Sinti und Roma sind nicht nur in Auschwitz, sondern auch in anderen Konzentrationslagern ums Leben gekommen; insgesamt waren es schätzungsweise 500 000. Die meisten wurden jedoch außerhalb der Lager von Angehörigen mobiler Tötungseinheiten - den so genannten Einsatzgruppen - und der Wehrmacht erschossen. Der Bevollmächtige Kommandierende General in Serbien, Harald Turner, hat dies in einem Rundschreiben vom 26. Oktober 1941 an alle Feld- und Kreiskommandeure folgendermaßen begründet: »Grundsätzlich ist festzulegen, daß Juden und Zigeuner ganz allgemein ein Element der Unsicherheit und damit der Gefährdung der öffentlichen Ordnung und Sicherheit darstellen. Es ist der jüdische Intellekt, der diesen Krieg heraufbeschworen hat und der vernichtet werden muß. Der Zigeuner kann auf Grund seiner inneren und äußeren Konstruktion kein brauchbares Mitglied einer Völkergemeinschaft sein. Es ist festgestellt worden, daß das jüdische Element an der Führung der Banden erheblich beteiligt und gerade Zigeuner für besondere Grausamkeiten und den Nachrichtendienst verantwortlich sind. (...) Es sind deshalb grundsätzlich in jedem Fall alle jüdischen Männer und alle männlichen Zigeuner als Geisel der Truppe zur Verfügung zu stellen.«

Knapp ein Jahr später, im Oktober 1942, meldete Turner Vollzug: »Serbien ist einziges Land, das juden- und zigeunerfrei ist.« Turners Meldung war nicht von Dauer. Serbien war zwar das erste, aber nicht das einzige Land, das »juden- und zigeunerfrei« gemacht worden war.
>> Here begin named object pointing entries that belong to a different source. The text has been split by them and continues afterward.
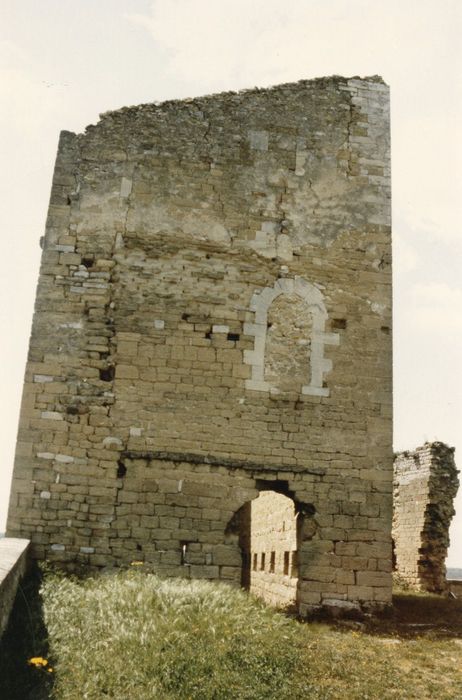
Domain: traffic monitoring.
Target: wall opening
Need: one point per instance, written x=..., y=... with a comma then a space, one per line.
x=268, y=538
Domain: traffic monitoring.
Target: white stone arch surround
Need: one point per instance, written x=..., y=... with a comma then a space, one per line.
x=259, y=304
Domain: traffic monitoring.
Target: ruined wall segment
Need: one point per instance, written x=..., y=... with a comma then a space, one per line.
x=425, y=485
x=214, y=309
x=274, y=549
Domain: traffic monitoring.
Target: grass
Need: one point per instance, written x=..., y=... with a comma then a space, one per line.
x=133, y=636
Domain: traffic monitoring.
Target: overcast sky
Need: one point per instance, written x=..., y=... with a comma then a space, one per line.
x=62, y=62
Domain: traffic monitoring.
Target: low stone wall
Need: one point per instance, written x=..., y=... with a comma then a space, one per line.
x=425, y=485
x=13, y=562
x=455, y=587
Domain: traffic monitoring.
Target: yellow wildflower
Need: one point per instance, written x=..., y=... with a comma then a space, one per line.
x=38, y=661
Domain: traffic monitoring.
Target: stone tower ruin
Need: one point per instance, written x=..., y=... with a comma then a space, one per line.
x=208, y=386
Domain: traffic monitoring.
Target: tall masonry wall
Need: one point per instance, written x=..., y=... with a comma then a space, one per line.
x=213, y=314
x=425, y=485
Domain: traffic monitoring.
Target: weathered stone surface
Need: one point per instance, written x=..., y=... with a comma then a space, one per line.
x=13, y=565
x=425, y=485
x=213, y=314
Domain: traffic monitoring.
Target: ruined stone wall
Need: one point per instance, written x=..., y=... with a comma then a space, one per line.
x=425, y=485
x=213, y=309
x=273, y=550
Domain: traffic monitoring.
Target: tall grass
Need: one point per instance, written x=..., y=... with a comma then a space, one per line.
x=133, y=636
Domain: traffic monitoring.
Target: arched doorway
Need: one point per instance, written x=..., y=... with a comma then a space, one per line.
x=268, y=530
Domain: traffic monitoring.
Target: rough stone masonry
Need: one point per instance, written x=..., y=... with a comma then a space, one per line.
x=425, y=485
x=213, y=322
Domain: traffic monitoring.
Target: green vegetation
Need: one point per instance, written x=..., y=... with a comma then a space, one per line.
x=133, y=636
Die Shoah und der Massenmord an den Sinti und Roma waren geradezu synchron durchgeführt und mit zumindest vergleichbaren rassistischen Motiven begründet worden. Dies haben die Täter nach 1945 auch bereitwillig zugegeben. So erklärte etwa Otto Ohlendorf, der Leiter der Einsatzgruppe D, auf die Frage der alliierten Vernehmer, was mit den »Zigeunern« geschehen sei: »Es ist ebenso wie mit den Juden. (...) Es bestand kein Unterschied zwischen den Zigeunern und den Juden.«

Soweit die Geschichte, die knapp, aber überzeugend in der Ausstellung dokumentiert wird. Doch die Ausstellung ist keineswegs so täterorientiert, wie man angesichts dieser kurzen Zusammenfassung meinen könnte. Sie versucht vor allem, die allgemeine Verfolgungsgeschichte am Beispiel des Lebens und Leidens einzelner Sinti und Roma zu verdeutlichen. Dabei haben die Ausstellungsmacher sehr sparsamen Gebrauch von Fotos der Täter gemacht und zeigen überwiegend private Bilder aus den Familienalben verschiedener Sinti und Roma. Das ist gut, weil es die Würde der Opfer bewahrt.
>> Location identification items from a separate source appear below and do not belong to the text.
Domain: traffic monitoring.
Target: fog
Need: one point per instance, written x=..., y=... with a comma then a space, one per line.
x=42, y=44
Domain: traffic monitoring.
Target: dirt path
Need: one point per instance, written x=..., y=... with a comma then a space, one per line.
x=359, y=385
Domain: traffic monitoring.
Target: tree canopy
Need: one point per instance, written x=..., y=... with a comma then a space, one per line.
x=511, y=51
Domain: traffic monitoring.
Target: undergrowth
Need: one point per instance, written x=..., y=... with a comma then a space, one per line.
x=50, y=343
Zu kritisieren ist jedoch, dass die Ausstellung mit dem Jahr 1945 endet und die Nachkriegsgeschichte kaum einbezieht. Diese aber ist für viele Sinti und Roma die Geschichte einer fortgesetzten Diskriminierung. Auch heute noch sind zwei Drittel der Deutschen antiziganistisch eingestellt; eine Studie von Allensbach spricht von 64 Prozent, eine Emnid-Unfrage gar von 68 Prozent.

Nicht nur die Kontinuität antiziganistischer Vorurteile gegenüber »Zigeunern«, wie Sinti und Roma noch immer häufig genannt werden, ist ungebrochen. Die Bundesrepublik verweigert bis heute Entschädigungszahlungen an diese Opfergruppe. Sinti und Roma seien nicht aus denselben Gründen »wie die Juden« verfolgt worden, sondern weil es sich bei ihnen um »Asoziale« gehandelt habe.

Diese Auffassung hatte zum Beispiel der Bundesgerichtshof 1956 vertreten, der damals entschied, dass alle bis 1943 gegen Sinti und Roma getroffenen Verfolgungsmaßnahmen rechtens gewesen seien, da sie wegen der vermeintlich »asozialen Eigenschaften der Zigeuner« ergangen waren. Das Fehlurteil wurde zwar 1963 etwas abgemildert - so wurden auch jene Maßnahmen, die nach dem oben erwähnten Himmler-Erlass von 1938 gegen Sinti und Roma ergriffen worden waren, als rassistisch motiviert anerkannt. Doch die Revision war halbherzig und unsinnig, weil man einen derartigen Stichtag einfach nicht setzen kann. Zudem kam der Richterspruch für viele anspruchsberechtigte Opfer zu spät und betraf nur jene Sinti und Roma mit deutscher Staatsbürgerschaft. Ausländische Sinti und Roma hingegen sind in der Regel nicht anspruchsberechtigt, weil sie nicht zum »deutschen Kulturkreis« gerechnet werden. Und ein Vertrag wie etwa das Luxemburger Abkommen, das mit jüdischen Organisationen und dem Staat Israel bereits 1952 geschlossen worden war, steht bis heute aus. Es hat noch nicht einmal Verhandlungen mit den Repräsentanten der europäischen Sinti und Roma über die Frage der »Wiedergutmachung« gegeben.

Leider wird all dies in der Ausstellung nicht erwähnt, selbst ein Hinweis auf die aktuellen Verhandlungen über die Entschädigung der NS-Zwangsarbeiter und, was vielfach übersehen wird, auf die anderen ebenfalls noch nicht entschädigten Opfer des Nationalsozialismus fehlt. Dabei zeigt gerade diese Ausstellung, dass es für deutsche Unternehmer und die so unternehmerfreundliche Bundesregierung keine »Rechtssicherheit« gibt und auch nicht geben darf. Die Geschichte ist nämlich noch keineswegs vorbei. Weder für die Zwangsarbeiter noch für Sinti und Roma, die bis heute nicht entschädigt wurden. Sofern man hier überhaupt von »Entschädigung« und »Wiedergutmachung« reden kann.

Die Ausstellung wird noch bis zum 12. April in der Staatsbibliothek Berlin, Potsdamer Straße 33, gezeigt.